Friday, August 28, 2009

BYU Study: Gaming Will Make You A Loser

I was listening to the radio in the car on the way home and all of a sudden, John Tesh was talking about this study from Brigham Young University that links video games to poor relationships with friends and family. According to John Tesh, the study says that a group of 813 students from six different universities answered questions about their gaming habits and the qualities of their relationships with friends and family. The study goes on to say that--

What? Why was I listening to John Tesh? We're not talking about me, okay? We need to focus.

The study (if you want to read the whole thing, it's available online) makes the following connections, among others:

1.) Playing video games, especially violent ones, is "negatively related" to relationships with parents and friends.
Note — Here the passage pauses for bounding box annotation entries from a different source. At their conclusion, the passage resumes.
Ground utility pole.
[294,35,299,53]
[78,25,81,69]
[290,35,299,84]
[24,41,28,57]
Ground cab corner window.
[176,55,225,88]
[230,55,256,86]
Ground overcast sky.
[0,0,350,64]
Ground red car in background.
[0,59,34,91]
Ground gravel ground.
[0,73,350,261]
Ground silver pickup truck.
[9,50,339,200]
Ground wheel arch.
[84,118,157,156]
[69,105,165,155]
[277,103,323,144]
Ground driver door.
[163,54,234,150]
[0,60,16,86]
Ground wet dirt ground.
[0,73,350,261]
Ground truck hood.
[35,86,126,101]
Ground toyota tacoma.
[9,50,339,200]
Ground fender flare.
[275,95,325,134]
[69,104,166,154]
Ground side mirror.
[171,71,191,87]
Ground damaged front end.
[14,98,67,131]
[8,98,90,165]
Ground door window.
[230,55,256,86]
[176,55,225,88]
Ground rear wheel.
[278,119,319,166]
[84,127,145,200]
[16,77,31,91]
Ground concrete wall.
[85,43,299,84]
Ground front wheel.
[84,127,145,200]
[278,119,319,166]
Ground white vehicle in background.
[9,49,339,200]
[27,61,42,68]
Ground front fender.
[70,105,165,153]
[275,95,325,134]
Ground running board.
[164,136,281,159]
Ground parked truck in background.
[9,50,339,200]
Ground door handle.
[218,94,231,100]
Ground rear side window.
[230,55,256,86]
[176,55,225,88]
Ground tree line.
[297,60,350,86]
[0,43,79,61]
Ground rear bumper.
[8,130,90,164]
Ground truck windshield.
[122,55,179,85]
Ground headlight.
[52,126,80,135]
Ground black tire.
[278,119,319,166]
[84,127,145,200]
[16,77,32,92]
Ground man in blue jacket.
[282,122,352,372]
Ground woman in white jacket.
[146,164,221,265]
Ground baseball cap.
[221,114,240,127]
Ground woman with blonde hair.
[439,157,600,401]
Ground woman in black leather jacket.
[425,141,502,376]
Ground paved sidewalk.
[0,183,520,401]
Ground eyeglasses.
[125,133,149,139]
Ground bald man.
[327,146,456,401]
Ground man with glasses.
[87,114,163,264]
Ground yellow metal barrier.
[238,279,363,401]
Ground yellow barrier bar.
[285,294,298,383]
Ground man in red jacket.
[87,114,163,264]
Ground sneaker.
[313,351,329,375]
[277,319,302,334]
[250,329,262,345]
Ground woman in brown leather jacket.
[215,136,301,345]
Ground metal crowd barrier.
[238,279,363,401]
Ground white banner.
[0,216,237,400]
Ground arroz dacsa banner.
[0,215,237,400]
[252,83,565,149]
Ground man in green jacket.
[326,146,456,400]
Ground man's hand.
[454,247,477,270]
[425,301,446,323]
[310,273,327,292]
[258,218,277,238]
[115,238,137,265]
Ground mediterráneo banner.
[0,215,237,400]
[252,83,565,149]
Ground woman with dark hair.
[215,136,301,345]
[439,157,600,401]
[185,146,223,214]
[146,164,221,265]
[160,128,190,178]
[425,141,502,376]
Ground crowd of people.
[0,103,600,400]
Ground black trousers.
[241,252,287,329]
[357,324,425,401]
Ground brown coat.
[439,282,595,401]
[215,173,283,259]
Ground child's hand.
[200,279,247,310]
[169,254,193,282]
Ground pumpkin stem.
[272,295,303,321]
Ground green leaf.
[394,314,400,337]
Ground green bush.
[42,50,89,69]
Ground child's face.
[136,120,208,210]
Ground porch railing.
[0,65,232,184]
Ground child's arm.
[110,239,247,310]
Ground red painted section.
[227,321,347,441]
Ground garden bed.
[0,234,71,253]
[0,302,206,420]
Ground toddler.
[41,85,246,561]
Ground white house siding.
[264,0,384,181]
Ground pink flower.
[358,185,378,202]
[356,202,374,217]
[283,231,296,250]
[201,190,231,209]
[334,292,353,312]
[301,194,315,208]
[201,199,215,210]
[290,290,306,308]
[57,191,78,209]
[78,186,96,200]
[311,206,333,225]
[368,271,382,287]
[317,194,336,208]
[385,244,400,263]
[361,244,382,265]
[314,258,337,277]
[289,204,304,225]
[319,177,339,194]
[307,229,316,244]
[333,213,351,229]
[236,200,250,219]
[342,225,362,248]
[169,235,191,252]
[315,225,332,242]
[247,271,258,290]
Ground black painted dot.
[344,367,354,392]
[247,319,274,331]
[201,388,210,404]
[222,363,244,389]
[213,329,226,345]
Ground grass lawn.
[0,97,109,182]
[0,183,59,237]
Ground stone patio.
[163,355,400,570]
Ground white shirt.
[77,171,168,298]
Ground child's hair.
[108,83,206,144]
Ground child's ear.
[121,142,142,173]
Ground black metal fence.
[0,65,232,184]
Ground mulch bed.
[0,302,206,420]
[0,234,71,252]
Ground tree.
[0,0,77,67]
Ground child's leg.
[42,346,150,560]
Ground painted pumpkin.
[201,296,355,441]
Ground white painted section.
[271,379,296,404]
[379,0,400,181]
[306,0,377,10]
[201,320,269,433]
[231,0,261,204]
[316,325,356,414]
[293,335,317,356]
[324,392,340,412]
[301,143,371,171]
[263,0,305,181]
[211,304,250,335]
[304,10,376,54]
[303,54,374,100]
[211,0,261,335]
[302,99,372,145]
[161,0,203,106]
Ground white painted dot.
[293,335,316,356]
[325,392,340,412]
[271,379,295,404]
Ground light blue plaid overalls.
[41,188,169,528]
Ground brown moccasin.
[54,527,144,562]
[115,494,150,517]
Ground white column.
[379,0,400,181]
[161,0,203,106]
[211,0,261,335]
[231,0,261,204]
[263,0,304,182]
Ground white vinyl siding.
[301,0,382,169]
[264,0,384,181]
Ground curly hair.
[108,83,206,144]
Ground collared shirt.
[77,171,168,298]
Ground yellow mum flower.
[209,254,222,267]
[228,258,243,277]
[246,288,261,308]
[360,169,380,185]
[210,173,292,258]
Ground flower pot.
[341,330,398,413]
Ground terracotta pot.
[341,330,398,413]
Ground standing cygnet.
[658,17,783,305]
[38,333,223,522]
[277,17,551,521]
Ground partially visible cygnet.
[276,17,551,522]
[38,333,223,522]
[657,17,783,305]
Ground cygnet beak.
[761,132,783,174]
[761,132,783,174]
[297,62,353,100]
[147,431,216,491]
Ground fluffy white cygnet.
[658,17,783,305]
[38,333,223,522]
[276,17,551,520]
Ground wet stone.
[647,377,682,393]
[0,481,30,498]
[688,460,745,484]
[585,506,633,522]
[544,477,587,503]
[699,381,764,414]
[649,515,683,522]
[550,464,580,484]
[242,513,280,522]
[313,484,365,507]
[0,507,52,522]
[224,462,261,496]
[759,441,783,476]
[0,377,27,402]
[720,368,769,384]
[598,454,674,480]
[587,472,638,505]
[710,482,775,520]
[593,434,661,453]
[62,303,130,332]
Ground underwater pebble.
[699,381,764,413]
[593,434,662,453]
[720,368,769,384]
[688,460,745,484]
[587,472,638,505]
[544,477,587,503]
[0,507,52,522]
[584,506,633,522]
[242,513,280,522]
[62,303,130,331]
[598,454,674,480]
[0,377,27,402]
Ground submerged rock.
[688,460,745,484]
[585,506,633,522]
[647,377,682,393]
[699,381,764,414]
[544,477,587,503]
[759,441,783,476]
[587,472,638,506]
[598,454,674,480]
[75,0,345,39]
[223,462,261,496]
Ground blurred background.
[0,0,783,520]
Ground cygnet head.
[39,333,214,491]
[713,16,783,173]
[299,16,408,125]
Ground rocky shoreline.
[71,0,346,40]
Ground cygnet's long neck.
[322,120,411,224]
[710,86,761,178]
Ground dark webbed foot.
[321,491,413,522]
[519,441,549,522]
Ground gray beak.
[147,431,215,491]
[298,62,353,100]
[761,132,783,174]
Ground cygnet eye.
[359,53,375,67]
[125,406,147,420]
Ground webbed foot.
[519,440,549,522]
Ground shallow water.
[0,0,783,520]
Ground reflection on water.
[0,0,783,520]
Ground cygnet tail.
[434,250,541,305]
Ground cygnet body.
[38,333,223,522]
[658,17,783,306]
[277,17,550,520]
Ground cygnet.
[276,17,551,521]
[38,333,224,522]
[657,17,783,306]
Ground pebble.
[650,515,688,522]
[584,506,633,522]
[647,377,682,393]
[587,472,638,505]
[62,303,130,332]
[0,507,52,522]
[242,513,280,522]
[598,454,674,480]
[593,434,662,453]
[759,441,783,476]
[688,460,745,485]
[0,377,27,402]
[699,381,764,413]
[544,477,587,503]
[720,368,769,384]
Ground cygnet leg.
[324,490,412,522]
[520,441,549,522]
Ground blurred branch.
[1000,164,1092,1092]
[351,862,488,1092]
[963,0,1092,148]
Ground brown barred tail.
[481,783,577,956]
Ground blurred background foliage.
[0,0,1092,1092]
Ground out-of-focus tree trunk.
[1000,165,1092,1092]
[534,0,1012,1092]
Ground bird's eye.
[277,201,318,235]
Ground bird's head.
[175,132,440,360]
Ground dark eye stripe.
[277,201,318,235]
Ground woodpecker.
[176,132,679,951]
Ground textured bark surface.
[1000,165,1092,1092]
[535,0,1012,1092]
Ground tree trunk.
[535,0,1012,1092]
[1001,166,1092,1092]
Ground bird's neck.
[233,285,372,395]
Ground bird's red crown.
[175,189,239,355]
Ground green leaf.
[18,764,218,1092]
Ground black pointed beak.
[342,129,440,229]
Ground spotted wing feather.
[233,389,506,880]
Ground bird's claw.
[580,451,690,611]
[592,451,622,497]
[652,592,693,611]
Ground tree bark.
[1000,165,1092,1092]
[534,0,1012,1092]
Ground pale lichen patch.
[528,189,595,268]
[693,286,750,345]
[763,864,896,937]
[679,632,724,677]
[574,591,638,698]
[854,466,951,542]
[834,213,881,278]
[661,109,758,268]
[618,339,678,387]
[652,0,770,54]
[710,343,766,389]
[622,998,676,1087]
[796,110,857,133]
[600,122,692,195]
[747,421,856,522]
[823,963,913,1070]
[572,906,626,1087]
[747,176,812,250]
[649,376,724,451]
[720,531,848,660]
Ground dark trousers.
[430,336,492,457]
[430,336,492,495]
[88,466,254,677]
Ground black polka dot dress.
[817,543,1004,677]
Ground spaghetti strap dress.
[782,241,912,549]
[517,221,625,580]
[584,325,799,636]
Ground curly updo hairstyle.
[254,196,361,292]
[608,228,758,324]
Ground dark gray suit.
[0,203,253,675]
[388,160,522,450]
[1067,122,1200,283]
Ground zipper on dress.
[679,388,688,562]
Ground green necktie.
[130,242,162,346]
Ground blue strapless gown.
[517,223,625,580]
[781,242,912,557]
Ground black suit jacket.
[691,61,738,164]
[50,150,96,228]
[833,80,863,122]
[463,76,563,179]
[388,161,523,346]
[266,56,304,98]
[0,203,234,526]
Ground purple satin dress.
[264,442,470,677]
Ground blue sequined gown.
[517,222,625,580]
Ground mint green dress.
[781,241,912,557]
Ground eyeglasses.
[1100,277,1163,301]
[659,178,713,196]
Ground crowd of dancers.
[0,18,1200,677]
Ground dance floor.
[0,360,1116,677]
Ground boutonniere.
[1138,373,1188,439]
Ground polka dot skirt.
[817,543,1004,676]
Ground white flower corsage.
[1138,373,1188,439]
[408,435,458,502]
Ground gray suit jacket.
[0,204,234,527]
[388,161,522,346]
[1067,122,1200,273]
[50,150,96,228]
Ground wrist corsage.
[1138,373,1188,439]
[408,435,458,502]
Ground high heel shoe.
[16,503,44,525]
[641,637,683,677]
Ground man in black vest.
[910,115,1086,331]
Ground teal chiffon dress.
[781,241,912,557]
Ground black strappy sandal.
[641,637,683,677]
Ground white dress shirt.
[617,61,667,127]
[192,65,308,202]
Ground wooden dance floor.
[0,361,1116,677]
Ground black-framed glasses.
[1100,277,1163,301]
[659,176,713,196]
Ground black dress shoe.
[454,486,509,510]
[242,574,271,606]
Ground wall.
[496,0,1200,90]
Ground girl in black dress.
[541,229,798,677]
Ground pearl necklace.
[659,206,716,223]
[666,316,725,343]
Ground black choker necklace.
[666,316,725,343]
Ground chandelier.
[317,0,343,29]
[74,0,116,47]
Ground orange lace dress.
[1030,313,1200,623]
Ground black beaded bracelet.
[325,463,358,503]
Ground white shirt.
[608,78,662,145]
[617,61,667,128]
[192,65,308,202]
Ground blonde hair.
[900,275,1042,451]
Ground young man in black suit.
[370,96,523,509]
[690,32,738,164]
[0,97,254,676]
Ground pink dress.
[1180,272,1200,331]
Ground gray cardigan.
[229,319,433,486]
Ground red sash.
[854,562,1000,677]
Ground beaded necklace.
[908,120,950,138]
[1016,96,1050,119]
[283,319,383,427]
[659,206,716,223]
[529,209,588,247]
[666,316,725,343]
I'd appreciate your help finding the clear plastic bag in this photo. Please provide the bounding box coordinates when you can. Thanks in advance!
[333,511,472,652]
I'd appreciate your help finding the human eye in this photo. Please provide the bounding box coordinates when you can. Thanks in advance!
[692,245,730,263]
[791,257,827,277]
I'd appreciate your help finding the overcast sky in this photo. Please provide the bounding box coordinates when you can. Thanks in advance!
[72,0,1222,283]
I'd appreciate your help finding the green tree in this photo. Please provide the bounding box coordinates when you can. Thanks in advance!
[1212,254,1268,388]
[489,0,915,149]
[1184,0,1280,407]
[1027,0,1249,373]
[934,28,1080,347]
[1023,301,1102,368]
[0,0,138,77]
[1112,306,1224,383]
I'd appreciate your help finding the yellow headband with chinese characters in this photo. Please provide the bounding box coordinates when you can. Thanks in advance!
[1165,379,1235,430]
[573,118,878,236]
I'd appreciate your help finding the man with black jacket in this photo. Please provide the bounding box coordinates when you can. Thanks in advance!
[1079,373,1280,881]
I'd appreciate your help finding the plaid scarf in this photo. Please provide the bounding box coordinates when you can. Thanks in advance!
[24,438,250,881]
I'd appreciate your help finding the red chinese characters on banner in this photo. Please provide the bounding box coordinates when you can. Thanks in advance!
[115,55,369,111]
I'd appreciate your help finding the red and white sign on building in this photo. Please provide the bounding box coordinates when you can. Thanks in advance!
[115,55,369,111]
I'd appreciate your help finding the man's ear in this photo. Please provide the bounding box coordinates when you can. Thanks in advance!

2.) The more young women play video games, the lower their self-esteem gets.

3.) People who play games are more likely to be involved in "risky behaviors" like binge drinking, drug abuse, and sexual promiscuity.

If you read that article I linked to above, you'll see that the researchers themselves say that the connection is "modest."

So what's the big deal?

I think it's a bit more telling that they were surveying 20-year-old students; you could just as easily make a connection between preference in ice cream flavors and "risky behaviors" because at the end of the day, they are twenty-year-old college students.

Do you know what I think causes people to have low self-esteem, fights with their parents, and a need to drink vast quantities of alcohol? Being in college. According to the study, 90% of the students surveyed lived away from their parents, which means that it is a hell of a lot easier for them to go out drinking or bring somebody home or, heaven forbid, stay up all night playing video games.

Why do they do this? Because they can.

Laura Walker, the co-author of the study, concludes, "It may be that young adults remove themselves from important social settings to play video games, or that people who already struggle with relationships are trying to find other ways to spend their time...[m]y guess is that it’s some of both and becomes circular." This makes sense at first, maybe, but it completely ignores the element of responsibility.

Let's say, for example, that you stayed up all night playing video games, so you slept during the day and missed class. You do this a number of times throughout the semester. When you receive your grades, you find that you have not performed particularly well.

Congratulations, says the study. Your video game habit has affected your academic performance, just like I said it would.

Now let's say that you stay up all night watching MacGyver. You miss class, you come home, you spend the next night watching Star Trek, and so on. You get your grades and they're terrible. Why are the grades bad? Because of TV Land? Or because you failed to get your shit together?

I'm thinking it's the latter, and it should be no different for video games. The fact is that people who neglect one part of their lives to indulge another will see a decrease in quality in the neglected area. And a big part of what people learn in college is how to prioritize, how to set goals, and how to balance work and fun. In other words, college is where many people learn to be adults. But it is also where many people drink and have a lot of sex, because that's pretty much what young people will do, if given half a chance.

-Evan

*Bonus Strangeness: The article refers to "Project READY", and the study contains a link to www.projectready.net. But if you click on that link, it's an ad portal. I'm not shouting conspiracy or anything; that's just kind of weird. Oh, and there's only one mention of Project READY on the Internet, and its goal is not to examine the transition of young people to adulthood, but rather to help non-traditional Iowa students earn a high-school diploma. Make of this information what you will.